Date created : 08/04/2019 – 07:07Latest update : 08/04/2019 – 09:52
Sudan’s army Monday deployed troops around its headquarters in Khartoum and blocked several roads leading to the complex, where protesters have massed demanding President Omar al-Bashir resign.
Witnesses said soldiers were putting up barricades in streets near the compound, where thousands of protesters have been demonstrating outside since Saturday urging the army to back them.
Since protests erupted across Sudan in December security agents and riot police have cracked down on demonstrators, but the army has so far not intervened.
Early on Monday morning, Sudanese security forces fired tear gas at the thousands of protesters who had massed outside the army headquarters for a second night demanding that President Omar al-Bashir resign.
At least five demonstrators have been killed in the weekend protests amid a fierce security crackdown that has also involved live fire, according to activists cited by AP.
Several vehicles carrying security personnel arrived in the early hours of the morning at the site where protesters had been demonstrating continuously since Saturday, witnesses said.
“After that, security forces began firing tear gas at protesters,” a witness said on condition of anonymity.
The gas was felt by residents in an upscale Khartoum district some five kilometres away from the army complex.
“I stepped out on my balcony hearing the sound of the gas canisters and could feel the gas in the air,” said one resident.
Thousands of protesters have been demonstrating since Saturday outside the army complex that also houses Bashir‘s residence and the defence ministry.
Chanting anti-government slogans, protesters have been urging the military to back them in demanding Bashir’s resignation.
They accuse his adminstration of mismanaging the country’s economy that has led to soaring food prices and regular shortages of fuel and foreign currency.
The veteran leader has acknowledged that the economic concerns raised by the protesters were “legitimate”.
Protests first erupted on December 19 after a government decision to triple the price of bread.

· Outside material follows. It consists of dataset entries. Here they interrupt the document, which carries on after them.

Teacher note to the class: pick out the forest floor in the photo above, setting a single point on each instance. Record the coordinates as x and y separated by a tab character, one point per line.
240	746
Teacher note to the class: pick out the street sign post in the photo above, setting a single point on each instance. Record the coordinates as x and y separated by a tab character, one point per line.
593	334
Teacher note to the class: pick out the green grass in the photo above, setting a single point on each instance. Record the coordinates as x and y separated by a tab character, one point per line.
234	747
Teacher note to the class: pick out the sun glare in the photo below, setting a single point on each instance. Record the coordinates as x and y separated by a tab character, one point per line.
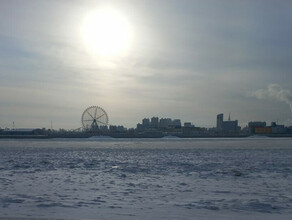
106	32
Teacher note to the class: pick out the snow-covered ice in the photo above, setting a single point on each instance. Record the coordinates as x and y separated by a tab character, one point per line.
146	179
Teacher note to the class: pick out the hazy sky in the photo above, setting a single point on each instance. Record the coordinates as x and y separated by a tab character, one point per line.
186	59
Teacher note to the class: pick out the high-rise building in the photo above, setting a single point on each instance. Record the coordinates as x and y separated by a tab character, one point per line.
176	123
165	122
154	122
146	123
220	122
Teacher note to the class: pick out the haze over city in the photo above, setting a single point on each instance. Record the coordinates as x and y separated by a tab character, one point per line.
180	59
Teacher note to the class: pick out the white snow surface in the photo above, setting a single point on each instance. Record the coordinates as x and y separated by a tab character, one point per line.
121	179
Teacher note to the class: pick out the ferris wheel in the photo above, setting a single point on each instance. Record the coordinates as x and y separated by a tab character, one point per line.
93	117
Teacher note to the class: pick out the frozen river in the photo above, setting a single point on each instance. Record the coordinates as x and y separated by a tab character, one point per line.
121	179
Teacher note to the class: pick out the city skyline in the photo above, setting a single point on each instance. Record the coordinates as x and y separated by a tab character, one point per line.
178	59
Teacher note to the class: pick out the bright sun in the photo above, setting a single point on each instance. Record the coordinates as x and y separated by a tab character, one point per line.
106	32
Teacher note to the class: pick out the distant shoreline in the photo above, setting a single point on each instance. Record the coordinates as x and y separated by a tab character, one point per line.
141	136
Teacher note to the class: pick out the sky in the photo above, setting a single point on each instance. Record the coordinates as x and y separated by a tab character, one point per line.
186	59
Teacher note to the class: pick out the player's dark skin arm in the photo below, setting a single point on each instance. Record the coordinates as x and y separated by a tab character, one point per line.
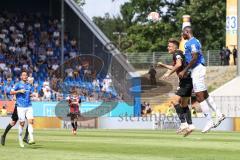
176	66
18	91
165	66
191	63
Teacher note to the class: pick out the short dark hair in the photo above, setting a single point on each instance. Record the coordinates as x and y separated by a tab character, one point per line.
188	29
174	41
24	71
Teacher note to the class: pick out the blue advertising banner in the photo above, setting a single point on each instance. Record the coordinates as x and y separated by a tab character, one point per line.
47	109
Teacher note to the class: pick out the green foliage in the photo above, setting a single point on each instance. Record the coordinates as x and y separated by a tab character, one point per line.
208	22
80	2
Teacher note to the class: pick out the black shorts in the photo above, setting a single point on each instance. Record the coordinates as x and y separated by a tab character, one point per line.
186	87
15	115
74	115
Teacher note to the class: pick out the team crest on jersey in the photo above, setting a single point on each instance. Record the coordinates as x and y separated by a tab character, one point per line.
193	47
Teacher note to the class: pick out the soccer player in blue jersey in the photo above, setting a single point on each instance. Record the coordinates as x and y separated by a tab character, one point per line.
7	90
196	64
23	91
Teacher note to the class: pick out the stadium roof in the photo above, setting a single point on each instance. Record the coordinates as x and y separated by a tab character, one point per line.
232	88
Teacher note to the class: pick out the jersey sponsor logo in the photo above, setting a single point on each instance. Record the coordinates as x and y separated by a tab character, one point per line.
193	47
178	57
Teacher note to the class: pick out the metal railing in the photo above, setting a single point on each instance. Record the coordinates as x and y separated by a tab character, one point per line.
144	59
228	105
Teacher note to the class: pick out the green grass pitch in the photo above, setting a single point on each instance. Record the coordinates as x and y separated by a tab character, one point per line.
91	144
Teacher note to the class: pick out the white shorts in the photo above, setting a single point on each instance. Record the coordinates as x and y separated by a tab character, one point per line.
198	78
24	113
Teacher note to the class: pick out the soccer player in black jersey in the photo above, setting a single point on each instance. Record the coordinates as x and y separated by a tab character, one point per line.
181	99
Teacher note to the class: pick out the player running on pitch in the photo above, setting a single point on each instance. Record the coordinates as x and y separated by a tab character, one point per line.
14	117
74	101
184	92
196	63
23	91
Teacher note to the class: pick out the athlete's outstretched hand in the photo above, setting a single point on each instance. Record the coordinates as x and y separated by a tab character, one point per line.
160	64
165	76
21	91
181	74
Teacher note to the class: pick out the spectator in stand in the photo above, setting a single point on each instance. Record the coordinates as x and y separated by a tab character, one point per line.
235	55
227	57
35	96
152	75
47	94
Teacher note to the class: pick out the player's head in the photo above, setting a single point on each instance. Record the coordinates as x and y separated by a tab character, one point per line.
24	76
187	32
9	79
172	46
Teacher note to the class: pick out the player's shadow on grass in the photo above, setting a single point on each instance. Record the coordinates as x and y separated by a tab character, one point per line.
162	87
35	146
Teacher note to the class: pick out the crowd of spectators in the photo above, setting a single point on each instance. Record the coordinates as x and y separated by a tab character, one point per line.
31	42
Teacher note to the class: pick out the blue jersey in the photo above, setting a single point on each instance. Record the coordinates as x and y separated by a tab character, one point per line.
7	90
23	99
193	45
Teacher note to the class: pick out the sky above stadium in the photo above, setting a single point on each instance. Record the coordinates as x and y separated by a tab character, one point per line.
100	7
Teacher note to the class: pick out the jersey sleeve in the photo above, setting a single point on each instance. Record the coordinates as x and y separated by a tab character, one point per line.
31	90
195	47
15	87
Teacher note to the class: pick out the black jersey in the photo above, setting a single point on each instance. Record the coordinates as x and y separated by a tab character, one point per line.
179	55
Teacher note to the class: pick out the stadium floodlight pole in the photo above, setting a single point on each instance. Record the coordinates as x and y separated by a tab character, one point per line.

But they quickly morphed into nationwide demonstrations against Bashir’s rule.
According to New York-based rights group Physicians for Human Rights, at least 60 people have been killed since the protests began. The government has put the number of deaths at 32, including police officers among the victims, but that tally hasn’t been updated in weeks.
In recent weeks the scale and intensity of protests had dwindled due to a state of emergency imposed by Bashir, but Saturday saw a resurgence with thousands of protesters staging a continuous rally outside the army complex.
Protest organisers chose April 6 for the latest rally to mark the 1985 uprising that toppled the regime of then president Jaafar Nimeiri.